While sales declined, data from the National Agricultural Statistics Service shows that Merlot production didn’t take that much of a hit. At least not for several years.
“The industry couldn’t pivot away from Merlot on a dime,” says Matthiasson, “instead, pricing diverged from Cabernet both in terms of price per ton and bottle price, and Merlot vineyards slowly started getting grafted over or pulled out as grape contracts ran out.”
Matthiasson’s comment rings true when looking at Merlot’s position for the proportion of all crushed red grapes. It held its stake at approximately 17% to 19% for four years following the movie’s release. It wasn’t until 2008 when its proportion slipped to 13%.
Lasting Effects of Merlot Following the Film
Even after 2008, it wasn’t all downhill for Merlot. Sure, in looking at the amount of Merlot (tons crushed), the levels in 2008 were the third-lowest of the entire past 20 years. However, in other years, Merlot production stayed at moderate levels. Other grapes such as Pinot Noir and Cabernet Sauvignon were growing at much higher rates which, in turn, pushed Merlot’s proportion down.

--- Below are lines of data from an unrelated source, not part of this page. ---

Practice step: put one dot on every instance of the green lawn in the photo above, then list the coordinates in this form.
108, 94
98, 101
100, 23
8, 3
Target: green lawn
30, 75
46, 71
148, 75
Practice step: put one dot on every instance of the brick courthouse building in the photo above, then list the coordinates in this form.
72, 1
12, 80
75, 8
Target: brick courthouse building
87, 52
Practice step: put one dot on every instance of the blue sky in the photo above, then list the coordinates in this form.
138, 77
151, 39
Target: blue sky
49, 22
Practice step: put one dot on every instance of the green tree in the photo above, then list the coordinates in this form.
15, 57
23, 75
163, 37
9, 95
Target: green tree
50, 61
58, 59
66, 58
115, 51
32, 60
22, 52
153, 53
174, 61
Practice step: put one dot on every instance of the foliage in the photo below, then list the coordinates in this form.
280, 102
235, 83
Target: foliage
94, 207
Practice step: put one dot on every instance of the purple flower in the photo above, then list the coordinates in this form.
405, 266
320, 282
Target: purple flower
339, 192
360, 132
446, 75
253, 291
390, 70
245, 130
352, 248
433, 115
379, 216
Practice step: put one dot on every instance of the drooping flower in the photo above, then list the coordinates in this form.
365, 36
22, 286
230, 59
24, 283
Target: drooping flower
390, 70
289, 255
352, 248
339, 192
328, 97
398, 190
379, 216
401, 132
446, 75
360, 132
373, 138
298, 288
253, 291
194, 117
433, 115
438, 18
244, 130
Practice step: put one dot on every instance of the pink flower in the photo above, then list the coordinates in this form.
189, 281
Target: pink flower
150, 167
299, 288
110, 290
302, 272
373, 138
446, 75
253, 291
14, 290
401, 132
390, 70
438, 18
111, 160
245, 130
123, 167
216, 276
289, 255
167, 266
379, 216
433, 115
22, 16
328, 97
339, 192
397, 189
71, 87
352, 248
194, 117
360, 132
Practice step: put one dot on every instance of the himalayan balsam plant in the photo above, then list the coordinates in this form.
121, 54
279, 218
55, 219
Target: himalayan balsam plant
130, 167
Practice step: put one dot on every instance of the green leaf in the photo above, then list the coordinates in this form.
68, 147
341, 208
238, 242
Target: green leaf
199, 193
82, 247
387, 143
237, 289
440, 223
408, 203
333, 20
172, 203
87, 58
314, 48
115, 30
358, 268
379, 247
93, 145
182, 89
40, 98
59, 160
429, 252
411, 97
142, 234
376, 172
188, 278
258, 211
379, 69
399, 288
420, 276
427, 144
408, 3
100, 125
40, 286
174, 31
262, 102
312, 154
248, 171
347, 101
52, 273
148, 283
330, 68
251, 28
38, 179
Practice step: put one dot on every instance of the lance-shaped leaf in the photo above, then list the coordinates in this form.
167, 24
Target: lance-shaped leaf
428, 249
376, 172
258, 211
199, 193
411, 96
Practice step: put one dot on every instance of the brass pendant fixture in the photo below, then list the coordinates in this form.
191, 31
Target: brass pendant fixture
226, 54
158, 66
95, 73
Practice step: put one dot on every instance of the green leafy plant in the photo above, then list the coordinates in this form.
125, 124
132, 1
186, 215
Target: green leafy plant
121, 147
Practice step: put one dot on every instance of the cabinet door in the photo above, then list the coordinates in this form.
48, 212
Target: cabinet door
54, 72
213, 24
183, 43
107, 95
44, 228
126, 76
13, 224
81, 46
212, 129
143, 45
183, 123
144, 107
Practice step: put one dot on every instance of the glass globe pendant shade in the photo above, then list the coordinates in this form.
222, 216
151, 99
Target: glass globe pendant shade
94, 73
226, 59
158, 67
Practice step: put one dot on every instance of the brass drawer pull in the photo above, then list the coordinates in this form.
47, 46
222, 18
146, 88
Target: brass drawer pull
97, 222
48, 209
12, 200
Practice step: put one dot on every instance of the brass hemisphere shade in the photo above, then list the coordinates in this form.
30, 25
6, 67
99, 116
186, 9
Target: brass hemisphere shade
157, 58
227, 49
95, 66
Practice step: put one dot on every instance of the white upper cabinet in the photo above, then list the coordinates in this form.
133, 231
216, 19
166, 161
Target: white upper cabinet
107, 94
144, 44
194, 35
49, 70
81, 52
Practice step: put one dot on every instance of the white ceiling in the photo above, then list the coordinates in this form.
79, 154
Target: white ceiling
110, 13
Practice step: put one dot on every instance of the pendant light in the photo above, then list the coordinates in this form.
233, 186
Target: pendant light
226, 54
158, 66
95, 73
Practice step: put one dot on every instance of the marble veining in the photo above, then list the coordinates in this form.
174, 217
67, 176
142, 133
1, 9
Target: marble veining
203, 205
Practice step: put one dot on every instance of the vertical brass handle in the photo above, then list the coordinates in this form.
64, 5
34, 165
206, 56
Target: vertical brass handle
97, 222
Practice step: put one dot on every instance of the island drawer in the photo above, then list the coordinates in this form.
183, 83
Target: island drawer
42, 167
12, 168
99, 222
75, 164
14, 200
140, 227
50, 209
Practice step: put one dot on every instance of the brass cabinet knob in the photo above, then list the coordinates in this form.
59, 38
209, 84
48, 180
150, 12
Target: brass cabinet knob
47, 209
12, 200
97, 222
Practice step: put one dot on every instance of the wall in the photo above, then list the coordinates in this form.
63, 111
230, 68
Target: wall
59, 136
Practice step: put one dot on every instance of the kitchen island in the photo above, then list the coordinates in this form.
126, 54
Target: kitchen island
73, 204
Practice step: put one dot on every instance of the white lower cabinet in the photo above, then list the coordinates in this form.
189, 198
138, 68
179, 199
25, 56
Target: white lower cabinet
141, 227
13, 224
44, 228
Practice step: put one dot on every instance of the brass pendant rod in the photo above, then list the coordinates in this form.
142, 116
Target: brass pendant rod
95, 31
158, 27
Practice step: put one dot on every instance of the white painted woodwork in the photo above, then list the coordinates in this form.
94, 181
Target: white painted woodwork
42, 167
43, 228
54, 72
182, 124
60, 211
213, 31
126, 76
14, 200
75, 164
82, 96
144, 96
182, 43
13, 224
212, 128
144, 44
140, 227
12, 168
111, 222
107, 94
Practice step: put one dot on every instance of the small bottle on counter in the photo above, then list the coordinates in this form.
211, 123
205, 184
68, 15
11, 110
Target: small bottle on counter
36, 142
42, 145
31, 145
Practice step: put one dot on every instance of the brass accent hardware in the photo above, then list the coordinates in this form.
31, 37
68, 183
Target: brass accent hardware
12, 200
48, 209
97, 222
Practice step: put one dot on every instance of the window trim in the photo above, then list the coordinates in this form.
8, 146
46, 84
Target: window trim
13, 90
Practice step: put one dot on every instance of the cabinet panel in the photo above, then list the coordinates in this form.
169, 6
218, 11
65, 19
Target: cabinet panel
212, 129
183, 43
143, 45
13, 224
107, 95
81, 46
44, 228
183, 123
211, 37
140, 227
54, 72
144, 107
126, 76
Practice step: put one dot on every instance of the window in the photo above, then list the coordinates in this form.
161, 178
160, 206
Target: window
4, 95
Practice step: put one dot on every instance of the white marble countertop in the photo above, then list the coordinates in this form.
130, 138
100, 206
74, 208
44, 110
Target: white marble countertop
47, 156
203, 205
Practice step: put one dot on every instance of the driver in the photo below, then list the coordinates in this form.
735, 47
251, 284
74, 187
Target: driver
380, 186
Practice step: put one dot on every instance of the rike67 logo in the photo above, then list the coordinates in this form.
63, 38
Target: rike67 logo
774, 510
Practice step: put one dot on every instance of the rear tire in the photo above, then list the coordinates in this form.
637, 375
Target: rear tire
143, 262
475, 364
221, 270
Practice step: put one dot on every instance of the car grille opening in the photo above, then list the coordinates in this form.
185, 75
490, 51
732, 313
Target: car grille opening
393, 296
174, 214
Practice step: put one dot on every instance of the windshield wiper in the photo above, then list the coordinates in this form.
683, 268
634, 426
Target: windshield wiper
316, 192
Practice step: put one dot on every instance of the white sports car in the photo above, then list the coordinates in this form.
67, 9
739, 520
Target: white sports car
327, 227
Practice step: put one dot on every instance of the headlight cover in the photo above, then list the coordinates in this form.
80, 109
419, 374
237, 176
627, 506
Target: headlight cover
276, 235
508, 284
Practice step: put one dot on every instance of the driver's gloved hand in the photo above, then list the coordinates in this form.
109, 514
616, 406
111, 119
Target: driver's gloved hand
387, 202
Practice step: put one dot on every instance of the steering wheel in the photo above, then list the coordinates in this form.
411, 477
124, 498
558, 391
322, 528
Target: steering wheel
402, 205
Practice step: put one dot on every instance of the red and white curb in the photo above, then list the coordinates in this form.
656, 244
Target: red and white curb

It’s also interesting to note, years that saw drops in Merlot were mirrored by declines of red grapes across the board. A bad harvest overall was simply amplified for Merlot.
It’s clear when looking at the last twenty years that Merlot production has dwindled. “We now produce about one-third of what we did in 1994,” says Willams of Frog’s Leap. He continues, “it took a while for us to realize that the effect on sales was real and not fleeting.”
Matthiasson is definitive in answering the question, did Sideways actually kill Merlot? “It actually did. And it is a shame because we really love Merlot. It is a beautiful variety that shows terroir and makes wonderful wine.”
Williams, on the other hand, blames producers’ lack of integrity. The grape’s popularity through the 1990s and early aughts produced widely-planted, thin wines, both weedy and insipid, “those versions are entirely worthy of the fate they received,” says Williams. He continues, “ironically, all the idiots who were making bad Merlot are now consumed by growing bad Pinot Noir…a sequel?”